По мере того как Бирнс говорил, лицо Черчилля постепенно прояснялось: Бирнс нашел лучший выход из положения. В конце концов, документ, объединяющий Италию с другими сателлитами или отделяющий ее от них, все равно имел бы чисто теоретический характер — практически применять его можно было бы по-разному.
Вопрос же о польской границе — это реальность! Один из основных вопросов, ради которых главы правительств и приехали сюда. Сейчас должно произойти одно из главных сражений с тех пор, как в Европе наступил мир.
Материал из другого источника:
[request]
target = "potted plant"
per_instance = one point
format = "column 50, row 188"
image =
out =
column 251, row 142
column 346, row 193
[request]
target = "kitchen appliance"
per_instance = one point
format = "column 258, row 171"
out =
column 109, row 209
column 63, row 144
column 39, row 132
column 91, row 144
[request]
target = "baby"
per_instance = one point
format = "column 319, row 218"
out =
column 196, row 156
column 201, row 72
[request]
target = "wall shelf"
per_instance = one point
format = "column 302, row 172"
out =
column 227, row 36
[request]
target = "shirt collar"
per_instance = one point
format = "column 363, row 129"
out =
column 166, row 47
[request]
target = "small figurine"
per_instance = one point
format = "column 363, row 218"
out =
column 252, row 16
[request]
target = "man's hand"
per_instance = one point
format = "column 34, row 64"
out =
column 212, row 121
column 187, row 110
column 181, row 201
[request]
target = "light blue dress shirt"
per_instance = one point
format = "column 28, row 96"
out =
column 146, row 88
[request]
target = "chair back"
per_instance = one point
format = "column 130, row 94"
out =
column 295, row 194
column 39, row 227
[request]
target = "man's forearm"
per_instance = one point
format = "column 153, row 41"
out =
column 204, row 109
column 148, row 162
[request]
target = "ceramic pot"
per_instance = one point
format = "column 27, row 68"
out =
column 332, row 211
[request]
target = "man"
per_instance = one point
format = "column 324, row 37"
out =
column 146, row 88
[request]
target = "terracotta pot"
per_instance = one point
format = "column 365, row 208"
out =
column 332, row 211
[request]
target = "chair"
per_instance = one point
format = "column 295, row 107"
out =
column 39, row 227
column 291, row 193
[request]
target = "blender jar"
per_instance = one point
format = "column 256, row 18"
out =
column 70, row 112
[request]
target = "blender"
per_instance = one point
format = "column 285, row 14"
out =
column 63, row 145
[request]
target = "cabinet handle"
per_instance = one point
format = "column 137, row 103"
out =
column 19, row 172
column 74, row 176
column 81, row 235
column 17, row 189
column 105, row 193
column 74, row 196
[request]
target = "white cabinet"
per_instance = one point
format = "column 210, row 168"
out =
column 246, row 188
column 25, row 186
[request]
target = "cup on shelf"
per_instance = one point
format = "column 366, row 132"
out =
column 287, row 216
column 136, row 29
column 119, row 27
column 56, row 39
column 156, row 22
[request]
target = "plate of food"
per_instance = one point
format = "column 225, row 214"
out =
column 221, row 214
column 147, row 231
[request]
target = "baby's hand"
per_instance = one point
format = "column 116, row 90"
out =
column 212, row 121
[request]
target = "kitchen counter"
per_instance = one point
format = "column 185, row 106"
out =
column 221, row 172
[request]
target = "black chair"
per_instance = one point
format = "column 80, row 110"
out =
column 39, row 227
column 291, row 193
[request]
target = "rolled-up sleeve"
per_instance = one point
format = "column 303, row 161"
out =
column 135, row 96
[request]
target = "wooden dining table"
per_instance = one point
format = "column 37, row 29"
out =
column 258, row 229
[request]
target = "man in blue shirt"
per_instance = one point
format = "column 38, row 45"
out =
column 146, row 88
— Разрешите мне сделать заявление относительно западной границы Польши, — многозначительно начал Трумэн. — Ялтинским соглашением было установлено, что германская территория оккупируется войсками четырех держав: Соединенных Штатов, Великобритании, Советского Союза и Франции, которые получают каждая свою зону оккупации. Вопрос относительно границ Польши хотя и затрагивался в Ялте, но в решении было сказано, что окончательно он должен быть разрешен на Мирной конференции. На одном из наших первых заседаний мы решили, что исходным пунктом для обсуждения будущих границ Германии мы принимаем границы декабря 1937 года…
Вот когда Трумэн использовал согласие Сталина, вырванное с трудом и в общем-то чисто условное, взять за основу Германию 1937 года!
«А я-то считал ту дискуссию бесплодной, — подумал Черчилль. — Этот Трумэн, видимо, все-таки знал, что делал!»
Он пристально глядел на Сталина. Ему казалось, что советский лидер воспользуется первой же паузой, чтобы высказать свои соображения. Сталину, в сущности, достаточно было бы процитировать строки из ялтинского коммюнике, где говорилось о праве Польши получить существенное приращение территории на севере и на западе. За Мирной конференцией оставалось лишь «окончательное деление» западной границы Польши. Трумэн напрасно пытался представить дело так, будто вопрос о польских границах лишь «затрагивался» на ялтинской встрече и в конце концов был отложен… Сталин молча курил, Ободренный этим, Трумэн продолжал:
— Мы определили наши зоны оккупации и границы этих зон. Мы отвели войска в свои зоны, как это было установлено. Но сейчас, по-видимому, еще одно правительство — польское — получило зону оккупации, и это было сделано без консультации с нами. Нам трудно согласиться с таким решением вопроса… Я дружественно отношусь к Польше и, возможно, полностью соглашусь с предложениями Советского правительства относительно ее западных границ. Но я не хочу делать этого теперь, так как для этого будет другое место, а именно Мирная конференция.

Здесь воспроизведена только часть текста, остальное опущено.